Weather forecasts are on target to give Texas Panhandle residents a break if they decide to view Wednesday's predawn lunar eclipse.
Compared to nightly conditions in recent weeks, temperatures early Wednesday are only expected to dip into the 30s and lower 40s with wind chills in the 30s under mostly clear skies as the moon enters the Earth's shadow about 10 minutes before 5 a.m., forecasts show.
These are the prime viewing times, according to timeanddate.com.:
• 5:48 a.m.: The crescent-shaped leading edge of the Earth's full shadow begins covering the full moon.
• 6:51 a.m.: The Earth's shadow completely covers the moon, turning it a reddish color. The moon will begin to sink below the west-northwestern horizon during totality.

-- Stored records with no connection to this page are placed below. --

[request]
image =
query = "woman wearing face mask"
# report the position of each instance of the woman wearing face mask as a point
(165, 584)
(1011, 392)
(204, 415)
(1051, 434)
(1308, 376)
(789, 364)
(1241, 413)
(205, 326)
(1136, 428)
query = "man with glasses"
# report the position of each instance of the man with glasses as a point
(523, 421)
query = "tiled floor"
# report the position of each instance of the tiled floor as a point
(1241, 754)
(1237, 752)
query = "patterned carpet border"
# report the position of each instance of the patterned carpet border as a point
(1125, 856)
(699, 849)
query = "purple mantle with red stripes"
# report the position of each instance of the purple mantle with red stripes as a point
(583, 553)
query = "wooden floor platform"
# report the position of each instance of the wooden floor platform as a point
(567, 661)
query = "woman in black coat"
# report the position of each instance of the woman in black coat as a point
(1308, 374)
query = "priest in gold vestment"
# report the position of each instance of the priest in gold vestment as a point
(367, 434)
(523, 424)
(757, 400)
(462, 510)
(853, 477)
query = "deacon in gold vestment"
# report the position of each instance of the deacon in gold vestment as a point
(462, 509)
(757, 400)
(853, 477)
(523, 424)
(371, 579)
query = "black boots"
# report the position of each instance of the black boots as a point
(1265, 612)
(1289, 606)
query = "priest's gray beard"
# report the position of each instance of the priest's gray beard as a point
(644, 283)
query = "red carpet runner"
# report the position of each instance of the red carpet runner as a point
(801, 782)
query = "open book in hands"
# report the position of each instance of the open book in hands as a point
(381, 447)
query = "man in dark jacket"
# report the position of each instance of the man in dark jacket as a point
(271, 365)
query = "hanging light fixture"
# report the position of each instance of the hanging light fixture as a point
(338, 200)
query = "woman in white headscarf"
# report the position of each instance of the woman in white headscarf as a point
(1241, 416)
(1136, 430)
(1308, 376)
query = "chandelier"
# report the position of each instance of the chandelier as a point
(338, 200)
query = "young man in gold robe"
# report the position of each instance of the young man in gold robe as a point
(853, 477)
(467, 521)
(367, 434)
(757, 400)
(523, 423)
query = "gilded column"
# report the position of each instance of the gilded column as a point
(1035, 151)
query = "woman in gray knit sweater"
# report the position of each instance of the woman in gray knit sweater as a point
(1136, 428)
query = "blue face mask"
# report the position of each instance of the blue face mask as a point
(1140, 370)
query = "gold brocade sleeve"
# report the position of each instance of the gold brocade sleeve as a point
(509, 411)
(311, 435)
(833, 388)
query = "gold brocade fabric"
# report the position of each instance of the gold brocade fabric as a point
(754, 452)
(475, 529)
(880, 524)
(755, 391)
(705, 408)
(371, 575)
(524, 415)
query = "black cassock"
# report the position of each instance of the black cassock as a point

Media reports are blaring the name for the upcoming astronomical phenomenon, which mixes several aspects of the moon's orbit around the Earth.
Wednesday morning's eclipse is being called a "Super Blue Blood Moon Eclipse."
"Super" refers to the moon being at perigee, or its closest point to Earth, which will make it appear larger in the sky. "Blue" comes from the term given to the second full moon in a month. "Blood" comes from the rusty, reddish color the moon turns as it is covered by the Earth's shadow.
Wednesday will be the first time since 1866 that all of those elements have coincided for a lunar eclipse visible from the U.S., according to Space.com.